Purification and identification of
recombinant proteins
The 11R fusion proteins were expressed and purified
as previously described (7). In
brief, the constructed plasmids were transformed into BL21(DE3) E.
coli that were then cultured with fresh Lysogeny broth (LB) (Amp+)
at 200 rpm at 37°C until optical density 600 reached 1.0, as
measured by a UV/VIS spectrophotometer.
Isopropyl-β-D-thiogalactopyranoside (Sigma-Aldrich; Merck KGaA,
Darmstadt, Germany) was added to a final concentration of 0.5 mM,
and the cells were then incubated for 12 h at 25°C. Cells were
sonicated, and the supernatants were recovered and applied to a
column of Ni-NTA agarose (Qiagen, Inc., Valencia, CA, USA). The
purified proteins were dissolved in buffer A (50 mM KH2PO4-HCl, 300
mM NaCl) and visualized by SDS-PAGE and Coomassie blue staining
(Fig. 1B).
Protein transduction and cytotoxicity
assays
The cytotoxicity of MafA-11R was evaluated via WST-1
assay kit (Roche Applied Science, Mannheim, Germany), according to
the manufacturer's protocol, prior to commencing of animal
experiments in vivo. IEC-6 rat intestinal epithelial cells
and NIH3T3 mouse embryonic fibroblast cells were obtained from the
American Type Culture Collection (Manassas, VA, USA) and cultured
in Dulbecco's modified Eagle's medium (DMEM) containing 10% fetal
calf serum, 100 U/ml penicillin, and 100 µg/ml streptomycin (all
from Hyclone; GE Healthcare Life Sciences, Logan, UT, USA). Cells
were incubated with 0.5 mmol/l mCherry-11R or MafA-11R at 37°C for
24 h followed by 10% of WST-1 solution for 30 min. The product in
the resulting colored solution was measured using a microplate
reader at a wavelength of 450 nm.
Animals
All animal studies were approved by the Ethics
Committee for Animal Experimentation and the Animal Welfare at the
Fuzhou General Hospital (Fuzhou, China).
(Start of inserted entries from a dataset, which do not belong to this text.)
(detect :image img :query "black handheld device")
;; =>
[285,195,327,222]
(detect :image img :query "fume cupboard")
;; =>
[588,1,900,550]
Male C57BL/6 mice (age, 8
weeks; weight, ~23 g; provided by and bred at the Shanghai
Laboratory Animal Center, Shanghai, China) were randomly assigned
to the following experiments.
Small animal imaging of mCherry-11R
protein
The distribution of the mCherry-11R protein was
examined, which consisted of a 6-histidine tag and a set of
consecutive 11R. In brief, 0.1 mg mCherry-11R protein was injected
into the caudal vein of mice. Recombinant mCherry protein without
11R was used as the negative control (0.1 mg). Animals were
sacrificed 12 h following injection of protein. An IVIS 200 series
system with a cooled charge-coupled-device camera (Caliper Life
Sciences, Waltham, MA, USA) was utilized to image major organs.
Acquisition times were from 1 sec to 1 min with varying binning
factors depending on the light emission. Regions of interest were
created around specific anatomic sites and light emission was
measured as photons/sec/cm2/sr (photon flux) using
Living Image Software Version 4.3.1 (PerkinElmer, Inc., Waltham,
MA, USA).
MafA-11R protein in vivo tissue
distribution
Mice were injected intravenously with 0.1 mg
MafA-11R. Following 12 h, heart, liver, muscle, intestine, kidney
and pancreas tissues from MafA-11R-treated mice were harvested.
Cell extracts were prepared by lysing the tissues with CytoBuster
Protein Extraction Reagent (cat. no. 71009; Millipore; Merck KGaA).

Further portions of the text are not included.